The goals of treatment for rotator cuff tear is symptom management, regaining shoulder range of motion and strength. Signs of symptomatic impingement without rotator cuff tear offer good prognosis with conservative treatment based around physical therapy.

Tears can remain asymptomatic but both partial and full thickness tears don't have a great likelihood of healing by themselves. Different studies have indicated that the progression in Partial thickness tear can vary from 8-81% of the partial tears. Full thickness tears however progress inadvertently. Age more than 60years, fatty infiltration and big tear size are associated with increased risk of tear progression.

New symptoms with existing asymptomatic tears suggest tear progression. Progression of supraspinatus tear anteriorly to the coracoacromial ligament and subscapularis tendon is associated with poor prognosis. Similarly associated long head of biceps pathology or tear progression to involve the Biceps brachii tendon is associated with poor prognosis and outcomes of the treatment.

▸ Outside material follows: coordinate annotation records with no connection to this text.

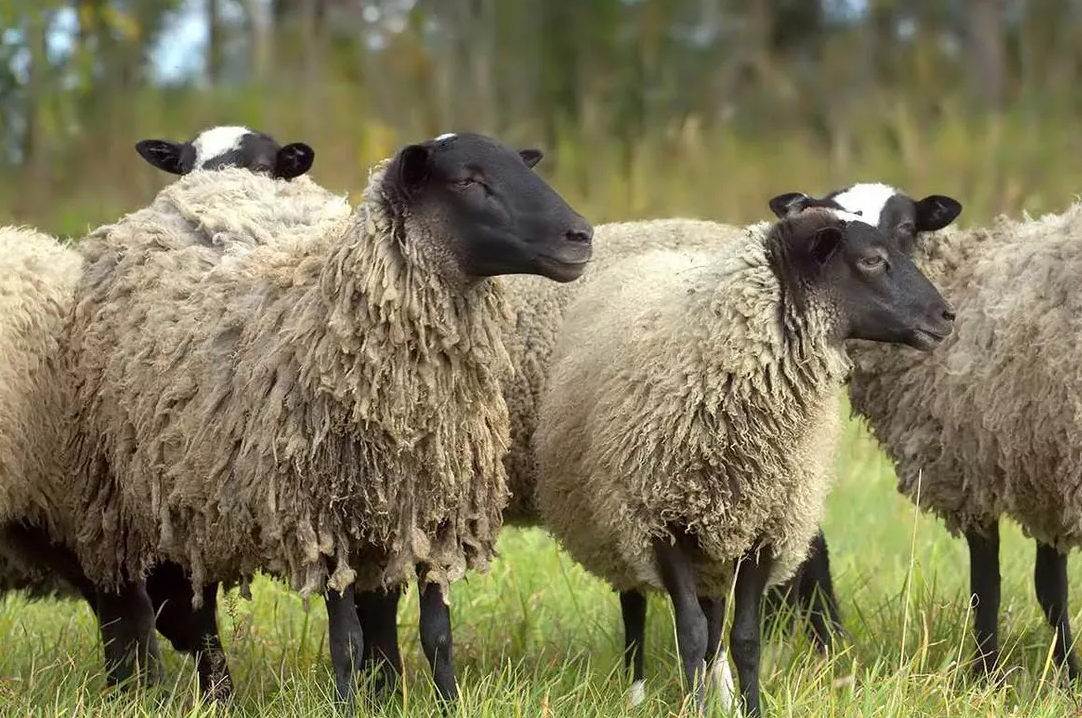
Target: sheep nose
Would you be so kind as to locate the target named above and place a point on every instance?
(581, 234)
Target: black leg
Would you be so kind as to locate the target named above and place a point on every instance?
(985, 594)
(1050, 577)
(436, 640)
(190, 630)
(346, 642)
(752, 573)
(126, 619)
(677, 575)
(633, 609)
(717, 660)
(378, 611)
(815, 589)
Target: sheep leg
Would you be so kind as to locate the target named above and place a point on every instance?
(190, 630)
(346, 642)
(717, 660)
(633, 610)
(677, 575)
(436, 640)
(33, 542)
(744, 639)
(815, 590)
(126, 620)
(378, 611)
(1050, 579)
(985, 594)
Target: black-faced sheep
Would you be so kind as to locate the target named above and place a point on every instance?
(34, 562)
(325, 406)
(988, 427)
(228, 146)
(687, 429)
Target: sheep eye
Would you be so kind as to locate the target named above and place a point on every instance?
(871, 263)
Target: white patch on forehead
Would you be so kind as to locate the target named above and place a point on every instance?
(847, 216)
(218, 141)
(867, 198)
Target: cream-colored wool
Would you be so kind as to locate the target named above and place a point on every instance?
(989, 424)
(324, 406)
(675, 398)
(37, 280)
(539, 308)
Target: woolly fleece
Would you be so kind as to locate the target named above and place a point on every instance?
(675, 397)
(539, 307)
(989, 423)
(37, 280)
(324, 406)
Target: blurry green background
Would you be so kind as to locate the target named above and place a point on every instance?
(645, 107)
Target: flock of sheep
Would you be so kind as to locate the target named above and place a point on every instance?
(252, 375)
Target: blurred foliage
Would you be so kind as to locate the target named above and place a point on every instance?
(644, 107)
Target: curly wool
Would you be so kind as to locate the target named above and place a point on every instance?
(676, 397)
(988, 424)
(539, 307)
(322, 406)
(38, 276)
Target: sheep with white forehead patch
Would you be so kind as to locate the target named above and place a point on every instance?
(298, 406)
(989, 427)
(687, 429)
(228, 146)
(30, 561)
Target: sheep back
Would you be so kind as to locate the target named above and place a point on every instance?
(317, 406)
(539, 307)
(37, 281)
(988, 423)
(674, 399)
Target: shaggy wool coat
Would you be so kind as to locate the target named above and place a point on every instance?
(685, 391)
(266, 380)
(989, 424)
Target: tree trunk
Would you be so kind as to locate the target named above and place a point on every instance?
(37, 91)
(214, 41)
(987, 60)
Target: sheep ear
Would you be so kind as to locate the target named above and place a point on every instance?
(531, 157)
(165, 155)
(825, 243)
(293, 160)
(936, 211)
(412, 168)
(782, 205)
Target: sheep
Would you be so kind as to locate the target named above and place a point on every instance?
(297, 404)
(21, 567)
(986, 429)
(691, 410)
(37, 275)
(538, 305)
(228, 146)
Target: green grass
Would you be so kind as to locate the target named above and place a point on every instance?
(538, 636)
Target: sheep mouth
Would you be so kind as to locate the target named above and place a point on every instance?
(562, 269)
(927, 340)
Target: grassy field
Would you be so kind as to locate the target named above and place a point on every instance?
(539, 637)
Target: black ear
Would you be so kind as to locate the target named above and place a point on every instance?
(293, 160)
(162, 154)
(531, 157)
(411, 168)
(825, 243)
(936, 211)
(782, 205)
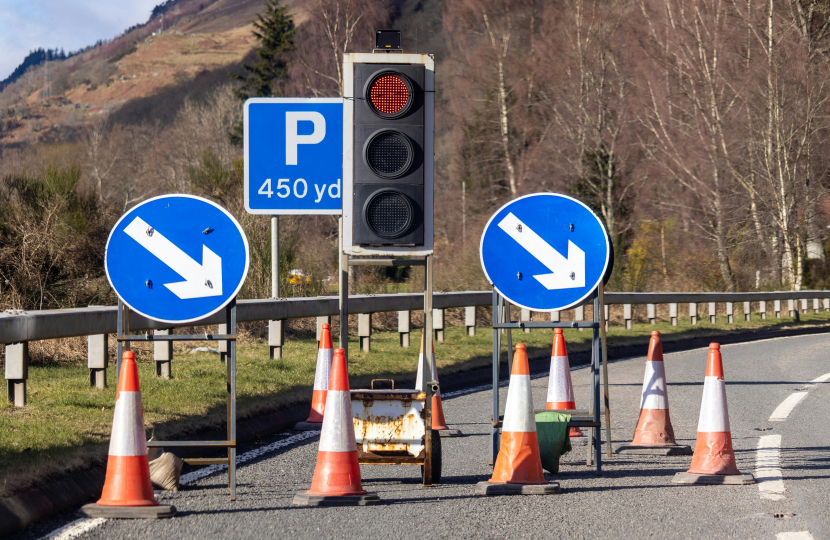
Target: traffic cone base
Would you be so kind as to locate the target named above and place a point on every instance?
(336, 480)
(714, 459)
(127, 491)
(125, 484)
(518, 461)
(336, 473)
(714, 454)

In comparison to the articular surface, tears on the bursal side are less common in occurrence and being symptomatic. However the risk of progression and being resistant to conservative treatment is higher with the bursal sides of tears. Associated impingement, bursitis contribute to the symptoms related to rotator cuff tendinopathy and tear.

Outcomes even with surgery are better with small tear size, with large tears are difficult to repair and have high re-tear risks. Tendon rupture medial to Glenoid margin are virtually considered to be irreparable. The retear rates after surgery is about 18-20% in general and this increases to 37-94% after repair of a massive tear. Interestingly, despite retear, the patient reports less symptoms related to re-tear. Increased fatty degeneration in the rotator cuff muscle has a negative predictive value after the surgery for torn rotator cuff tendon(s). Surgery has not been seen to be better than physical therapy in atraumatic partial thickness or atraumatic full thickness tears.